Suara.com - Peretasan data Optus, salah satu perusahaan telekomunikasi terbesar di Australia, oleh 'hacker' berpotensi disalahgunakan tanpa sepengetahuan pemiliknya bahkan untuk tindakan kriminal.
John Theodosis seorang pensiunan yang tinggal di Toowoomba di Queensland merupakan salah seorang yang datanya diretas dan kini berisiko disalahgunakan.
John sudah mendapat pemberitahuan resmi dari Optus, jika nama, tanggal kelahiran, email, nomor telepon, alamat dan nomor surat izin mengemudi (SIM) termasuk yang dicuri.
Sejak mendapat informasi tersebut, John sudah berusaha mendapatkan SIM baru.
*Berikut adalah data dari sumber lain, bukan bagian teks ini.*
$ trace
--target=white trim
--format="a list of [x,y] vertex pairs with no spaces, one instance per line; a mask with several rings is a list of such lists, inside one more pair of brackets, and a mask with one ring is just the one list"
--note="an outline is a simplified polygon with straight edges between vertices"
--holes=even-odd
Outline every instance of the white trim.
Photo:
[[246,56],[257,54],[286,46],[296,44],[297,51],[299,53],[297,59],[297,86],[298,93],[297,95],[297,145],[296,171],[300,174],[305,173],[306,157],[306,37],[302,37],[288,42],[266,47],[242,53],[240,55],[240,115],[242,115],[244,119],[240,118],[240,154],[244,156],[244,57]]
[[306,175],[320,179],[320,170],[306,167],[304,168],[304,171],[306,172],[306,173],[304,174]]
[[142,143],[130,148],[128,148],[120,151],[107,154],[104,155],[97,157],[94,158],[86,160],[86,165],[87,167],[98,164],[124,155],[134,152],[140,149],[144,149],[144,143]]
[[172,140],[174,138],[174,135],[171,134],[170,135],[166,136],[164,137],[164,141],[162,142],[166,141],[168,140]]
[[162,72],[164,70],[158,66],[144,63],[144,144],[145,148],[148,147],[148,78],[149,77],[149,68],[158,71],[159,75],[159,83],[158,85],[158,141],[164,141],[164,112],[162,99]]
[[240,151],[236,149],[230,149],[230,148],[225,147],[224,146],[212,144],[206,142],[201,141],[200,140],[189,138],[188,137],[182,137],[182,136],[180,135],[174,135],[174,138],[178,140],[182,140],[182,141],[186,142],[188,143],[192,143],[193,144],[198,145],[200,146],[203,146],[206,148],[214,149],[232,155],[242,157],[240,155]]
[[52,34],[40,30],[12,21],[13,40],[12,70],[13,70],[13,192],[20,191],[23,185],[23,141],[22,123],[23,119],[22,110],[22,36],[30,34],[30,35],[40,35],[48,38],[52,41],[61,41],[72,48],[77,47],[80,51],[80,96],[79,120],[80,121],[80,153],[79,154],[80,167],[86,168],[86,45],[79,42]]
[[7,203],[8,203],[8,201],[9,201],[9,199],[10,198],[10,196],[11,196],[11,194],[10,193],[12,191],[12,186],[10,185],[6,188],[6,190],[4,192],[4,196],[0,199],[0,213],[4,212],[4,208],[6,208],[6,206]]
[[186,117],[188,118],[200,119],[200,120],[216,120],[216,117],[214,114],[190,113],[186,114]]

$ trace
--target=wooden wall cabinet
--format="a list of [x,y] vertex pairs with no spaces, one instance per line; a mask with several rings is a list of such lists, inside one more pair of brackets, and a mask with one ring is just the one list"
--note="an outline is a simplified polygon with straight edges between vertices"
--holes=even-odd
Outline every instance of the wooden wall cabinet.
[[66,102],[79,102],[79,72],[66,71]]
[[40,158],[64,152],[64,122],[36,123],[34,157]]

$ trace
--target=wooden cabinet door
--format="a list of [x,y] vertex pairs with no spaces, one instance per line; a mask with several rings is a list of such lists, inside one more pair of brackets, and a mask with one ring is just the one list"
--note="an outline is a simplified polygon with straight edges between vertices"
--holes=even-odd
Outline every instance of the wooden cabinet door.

Baca Juga: Marak Data Pribadi Bocor, Pakar: Pengelola Cuma Malu, Pemilik Data Babak Belur
"Ini untuk melindungi agar informasi pribadi itu tidak dicuri, mencegah agar tidak digunakan untuk mencari pinjaman dari bank, atau pencurian identitas, dan bahkan untuk denda pelanggaran lalu lintas," katanya.
Apa saja risiko penyalahgunaannya?
Brendan Walker-Munro, seorang pakar hukum dari University of Queensland, mengatakan data-data pribadi yang bocor bisa digunakan untuk pencurian identitas dalam berbagai macam bentuk.
"Seseorang yang mengaku Anda bisa menghubungi berbagai lembaga dan meminta agar surat-surat diganti ke alamat baru, bahkan juga penggantian alamat email," katanya.
"Setelah semua pengalihan terjadi, mereka akan bisa mengambil berbagai langkah untuk mendapatkan keuntungan finansial."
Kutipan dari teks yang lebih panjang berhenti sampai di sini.